Кажется, именно после этого разговора странненькая Сашина жена отправилась к приятельнице, адвокату Лике. И встретила там Виолетту. Та представилась живописцем. Ася недавно до полусмерти оскорбила тем же словом определившего себя мужчину, назвав его художником. Поэтому только кивнула, хотя Виолетта явно ждала подобного оскорбления и была настроена ответить на него. Не дождавшись, она взяла себя в руки и обрадовалась новой слушательнице сво его повествования, потому что неудобно было в сотый раз повторять его Лике, а повторить нестерпимо хотелось. По мученическому взгляду приятельницы Ася поняла, что рассказ неудержимо обрастает подробностями, картина пишется на глазах и скоро от натуры в ней останется лишь импульс к вдохновению Виолетты. Поэтому она самоотверженно отпустила хозяйку в кухню и приготовилась отделять зерна от плевел.

Виолетте не было и тридцати, но крайняя худоба, тусклая кожа и вызывающая неухоженность старили ее лет на десять. Зато говорила измученная женщина складно и темными глазами блестела страстно. Год назад в круизе по Волге она познакомилась с пожилой американкой.

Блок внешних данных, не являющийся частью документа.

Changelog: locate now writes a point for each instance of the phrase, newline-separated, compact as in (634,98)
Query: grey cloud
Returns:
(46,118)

Старушке нравилось смотреть, как русское дарование этюдничает на палубе, и более тонкого ценителя ее творчества судьба Виолетте еще не подсовывала. Тогда же американка заказала ей картину – ночная набережная, строй фонарей… «Свет всех падает конусами вниз, а одного, среднего, почему-то бьет вверх, в черное небо. И тонкая полосочка заката прощается с дальней кромкой воды», – экс татически прошептала Виолетта. Иностранка взвизгнула от восторга. А Виолетту идея вогнала в транс зыбких видений, и выбралась она из него лишь на родном, надежно заасфальтированном берегу.

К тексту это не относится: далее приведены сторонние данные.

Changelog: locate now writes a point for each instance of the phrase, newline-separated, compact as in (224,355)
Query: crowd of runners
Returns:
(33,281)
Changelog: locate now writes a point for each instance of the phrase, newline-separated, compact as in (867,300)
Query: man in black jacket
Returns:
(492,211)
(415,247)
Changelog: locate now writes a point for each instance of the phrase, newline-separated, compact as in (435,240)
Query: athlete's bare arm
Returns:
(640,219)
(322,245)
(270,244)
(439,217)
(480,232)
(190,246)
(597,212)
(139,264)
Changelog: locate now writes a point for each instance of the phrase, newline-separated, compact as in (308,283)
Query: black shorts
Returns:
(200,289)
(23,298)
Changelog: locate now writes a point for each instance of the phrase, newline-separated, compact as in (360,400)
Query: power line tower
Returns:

Виолетта победно понеслась в Союз художников, где каждого встречного одарила своей радостью и предупредила, что как только на ее имя из Америки, из частной галереи, поступит длинный такой конверт, да будет немедленно ей сообщено, а она пока отправляется неусыпно творить заказанный шедевр. Полотно уже давно сиротствовало в ее тесной квартиренке, потому что в компанию других невостребованностей, в угол за дверью, она его не пускала. А от разбирающейся в настоящей живописи дамы не было ни слуху ни духу. Виолетте сопереживали в официальных кабинетах, дескать, такую славную талантливую девочку обидела дряхлая иноземная грымза, и щедро поили чаем. А ей стыдно было говорить о том, что она отказалась оформлять витрины для двух магазинов, истощила свои небольшие запасы, принялась снова искать халтуру, да ведь на это, бывает, уходит не один месяц. Потом, возможно, заказы прискачут табуном. Особенно если жгучая нужда в них отпадет. Но пока ей отчаянно не везло с работой за деньги. Опять в Виолетте завозились сухие, шершавые, холодные ощущения собственной бездарности и обреченности. Она перестала спать, лишилась аппетита, впрочем, есть ей и так было нечего. Со скомканной бедами душой и прибежала она недавно в Союз. Там какая-то добродетельная секретарша поведала ей, что американка не только отозвалась, но уже подтвердила получение картины одного из пастырей поредевшего стада художников.

– Но откуда он узнал, что ей нужно? – изумилась Виолетта.

– Вы сами всем об этом рассказали, – напомнила женщина.

– А я теперь как?

– Не знаю, как вы, а я вам ничего такого не сообщала, учтите.

– Вы меня не разыгрываете?!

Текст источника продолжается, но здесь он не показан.